La forma más atrevida de concluir sería decir que esa quizás sea la condición del estadio actual de la modernidad capitalista. Cada momento, visto desde sí mismo, se siente como un escenario catastrófico. Pero, desde el momento inmediatamente posterior, reaparece como el último instante previo a una nueva catástrofe imprevista e inimaginable, cualitativamente incomparable con la anterior. Y esto ocurre todo el rato, cada vez más rápido. El ciclo se acelera, impulsado por el avance exponencial de la tecnología: una catástrofe social cada década, cada año, cada mes, cada día. En eso sí que se parece nuestra existencia a la de un campesino alemán del siglo XVII: la perpetua sensación de estar viviendo un nuevo fin de los tiempos cada temporada, de forma recurrente y acelerada.
Este año, Oasis anunció su regreso con la declaración “La gran espera se ha acabado. Ven a verlo. No será televisado.” La sentencia es tan viejuna que da risa, ¿qué demonios es una “televisión”? Me pregunto qué pensará Noel Gallagher de esas palabras al ver los enjambres de teléfonos móviles en sus conciertos. Me pregunto también cuál será la media de edad de los asistentes.

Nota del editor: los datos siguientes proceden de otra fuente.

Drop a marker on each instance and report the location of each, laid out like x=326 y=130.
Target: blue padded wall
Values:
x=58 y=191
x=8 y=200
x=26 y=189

Mi intuición más optimista de todo esto es la siguiente: hoy, Knebworth está pasando en algún otro lugar. Quizás ya no como pensábamos que lo haría. Quizás la música, el arte, ya no puede hacer lo que pensábamos que podía. Quizás tampoco el pensamiento. Eso era algo que Hegel ya decía: las cosas tienen la tendencia a dejar de servir para lo que servían. Hegel también se esforzaba por recordar que la historia suele ser más lista que tú: cuando crees que todo está perdido, la historia se reordena de formas que nunca imaginaste. El resultado revela el sentido de sus partes. Quizás el éxtasis colectivo, el entusiasmo radical, la vanguardia, la frontera de la experiencia, está pasando en algún otro lugar, de alguna otra forma para la que aún no tenemos lenguaje, con una imagen que no reconoceremos hasta que haya pasado, a no ser que nos esforcemos un poco por buscarla.